We still comply more with the adjustments we do to our office spaces than our organizations and culture to be truly inclusive and diverse. There are still organizations that are a bit hesitant to work with Pride-topics, mainly based upon fear of doing the wrong thing, asking the inappropriate questions – instead they leave this topic unattended, conveying a message that this is not important.
My suggestion here is, look around, what other companies seem to be working with this already and reach out, ask for help, create a platform for knowledge sharing. There’s nothing worse than silence and inactivity.
If we look at the bright side of things – do you see any positive development within the field of inclusivity and representation?
Of course! There’s progress and development in all areas, but what we need to remember is the fact that also those rights gained by others before us, are worth fighting for. It’s amazing how easy it is to forget this.

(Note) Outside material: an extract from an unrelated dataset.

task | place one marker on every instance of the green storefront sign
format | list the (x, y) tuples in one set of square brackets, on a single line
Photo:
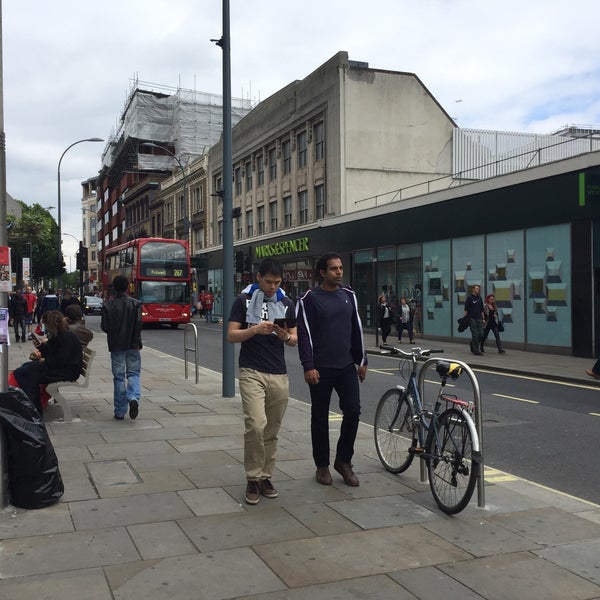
[(279, 248)]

If we just look at the Pride area that is mainly my expertise, there has been a huge shift in how we look at the whole spectrum of the LGBTQ-community. We can also see that this is spreading to younger generations and that is truly heartwarming. We see that we have passed acceptance, passed tolerance and now are climbing towards inclusion… I may repeat myself here – progress is being made all the time, but we are not there yet. For better or for worse – the existence of a lot of rights are just one election away.
What do you think the future of diversity and inclusion will look like in Sweden and the rest of the world?
So, you see, this is where it gets tricky. The future is so extremely unclear even if I would like to say that it looks great. I mean, in some areas we are actually backing into extremely dangerous corners. Take the US as an example – who would have thought that the female population would be deprived of their legal right to abortion in so many states as we now see. Unfortunately, this could easily spread to this side of the pond – it only takes one persuasive troll to destroy what many have fought for, for decades.
In regards to the LGBTQ-community and the Pride-topic - I think that the future looks bright, if we dare to call out the injustices and holes that still are to be found within a lot of areas, such as family law, social benefits and structures, just to name some.
I believe in us, our generation, and I believe even more in the coming generations, when thinking about the struggles that lie ahead - we will make the future bright and colored in rainbows, because we do believe that equality is for all!